How scammers are using AI voice cloning to trick victims into sending money

Originally published at: How scammers are using AI voice cloning to trick victims into sending money | Boing Boing


Oh for goodness sake, the minute they start saying “bitcoin” you KNOW it’s a goddamned scam. The major media is failing our citizenry by not getting the word out on shit like this. No one legit is going to be begging you to send them money through crypto currency exchanges.


“bitcoin ATM”? Seriously people just stop and think.


I wonder how much the AI can copy the emotion and person’s style of communication. But also if someone isn’t aware that this is even possible i doubt they’d catch on that something is amiss. This is likely to work on older folks :thinking:


Considering this scam can work perfectly well with a bit of social engineering / cold reading skill on someone that’s old (see the infamous “It’s me, it’s me!” scam in Japan), this seems like it’s possibly more trouble than it’s worth. Just like spam purposely has spelling and grammatical errors so that only the stupid will fall for it, keeping it simple helps ensure that if someone doesn’t hang up on you in the first minute, you’re much more likely to be able to complete the entire scam.


If you think about the most common online scams, they convince people that they need to pay, say, the IRS with iTunes gift cards. Scammers have optimized their approach to take advantage of the natural human tendency to discount incongruous elements, especially when focused on something alarming. When you get the point where the scam is sophisticated enough to duplicate a voice (and presumably know other personal details about the impersonated), they’re also going to be really good at stoking enough fear that people’s rational brains just turn off in panic.


But I’ve been assured by very trustworthy Youtubers that AI doesn’t replace skilled workers, it “democratizes” the arts. So really this is a good thing. Now poor scammers aren’t beholden to voice actors unfair wage demands…



There’s a reason these asshole scammers usually target the elderly. A person who grew up in an era before ATMs and has lived through countless crazy new technologies and cultural shifts might not have the background understanding of bitcoin or AI to spot the telltale warning signs of the scam even if they aren’t yet experiencing cognitive decline.


My mother is an ideal mark for this scam. I’m going to give her a code phrase to indicate it’s really me and it’s really an emergency.


I want to know the odds of an elderly person knowing what a bitcoin ATM is, where to find one and how to use it. I think the victim pool is small for this particular scam.

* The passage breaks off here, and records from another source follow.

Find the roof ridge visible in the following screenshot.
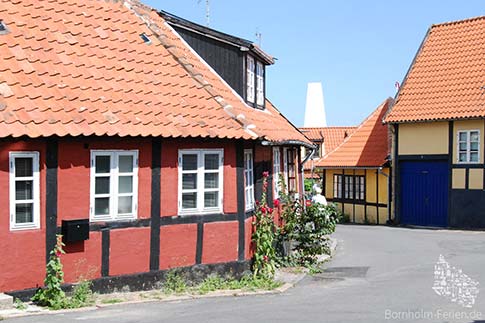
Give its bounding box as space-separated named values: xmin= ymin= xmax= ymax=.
xmin=322 ymin=97 xmax=392 ymax=159
xmin=122 ymin=0 xmax=259 ymax=138
xmin=431 ymin=16 xmax=485 ymax=28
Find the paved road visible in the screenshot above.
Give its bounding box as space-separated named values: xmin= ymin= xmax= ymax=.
xmin=9 ymin=226 xmax=485 ymax=323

The scammers usually talk them through those steps.


I’ve had this call several times. A couple of months ago I got a call from my “grandson” saying he was being held at the jail and needed $9300 bail blah blah blah. His “court appointed lawyer” got on the line and we were away to the races. I gave them each a fake grandson name and strung the “lawyer” along for a good 7 or 8 minutes. It was fun and I got to tell him exactly what I thought of him without telling him anything that would make him think I’d given him a fake name.
It helps that I know exactly how the Canadian legal system works and where the courthouses and jail facilities are located. Next time I hope to get the police involved if I can get them responding quickly enough. They’ve been busting a few of these fraud teams across the country this winter.


The Grandma Strikes Back


Oh that’s a smart idea.


The solution here is easy. Families need to set up a code word or phrase that only they know. If an alleged family member calls with an emergency, ask them to tell you the code word/phrase. If they can’t, it’s a scam. Hang up.

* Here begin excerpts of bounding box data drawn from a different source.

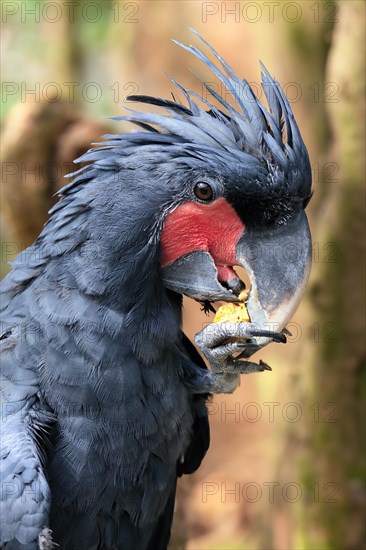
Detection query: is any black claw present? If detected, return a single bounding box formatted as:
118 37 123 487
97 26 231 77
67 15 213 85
259 359 272 370
250 329 287 344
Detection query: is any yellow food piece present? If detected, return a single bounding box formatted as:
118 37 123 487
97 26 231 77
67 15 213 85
214 290 250 323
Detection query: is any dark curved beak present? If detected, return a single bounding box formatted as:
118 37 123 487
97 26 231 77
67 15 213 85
162 211 311 346
236 211 311 345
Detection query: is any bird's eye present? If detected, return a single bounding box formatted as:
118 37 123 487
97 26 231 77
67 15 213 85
194 181 213 202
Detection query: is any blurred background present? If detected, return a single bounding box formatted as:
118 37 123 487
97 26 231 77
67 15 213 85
1 0 366 550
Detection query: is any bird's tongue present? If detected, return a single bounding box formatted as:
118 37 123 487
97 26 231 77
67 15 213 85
216 264 245 296
216 265 239 283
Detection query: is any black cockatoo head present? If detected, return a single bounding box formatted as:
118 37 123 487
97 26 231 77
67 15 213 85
71 30 311 345
121 32 311 343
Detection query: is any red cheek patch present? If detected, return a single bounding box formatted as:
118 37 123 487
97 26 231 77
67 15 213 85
160 197 244 281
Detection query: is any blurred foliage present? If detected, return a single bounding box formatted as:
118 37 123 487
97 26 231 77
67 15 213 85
1 0 366 550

This isnt a bad idea and worth instilling in chdren too.


Scammer: Hi, it’s me, it’s an emergency. I got arrested for something I didn’t do, and I need you to send money to my lawyer to cover my bail.

Your mom: Oh honey, this sounds serious. What happened?

Scammer: I don’t have time to explain, but I need you to listen close and send the money right away.

Your mom: Didn’t you tell me some kind of code word or something, that you’d use if you ever called in a sticky situation? I can’t think what it was, now…

Scammer: I don’t have it with me now, but this is an emergency and that’s not important right now.

Your mom: Are you sure? Well, okay, honey, if you say so. Tell me what you need me to do.

[Hopefully not your mom, but surely someone’s mom… Is there any foolproof way around that, that we could build into it, I wonder?]


There’s only so much you can do. It’s about reducing the probability she falls for a scam, not eliminating the possibility completely.

The fact is, most scammers are lazy wastes of oxygen. They’re just as likely to give up immediately and try a new sucker.


Good points. They probably have a whole list of numbers to try.

I was thinking maybe role play some different ways that a scammer might try to get around the code phrase, so the hopefully-not-a-victim would have some knowledge of how to respond to various kinds of pressure. My other thought was to write down the phrase and keep it near the phone, but with land lines disappearing, what would “keep it near the phone” even mean now?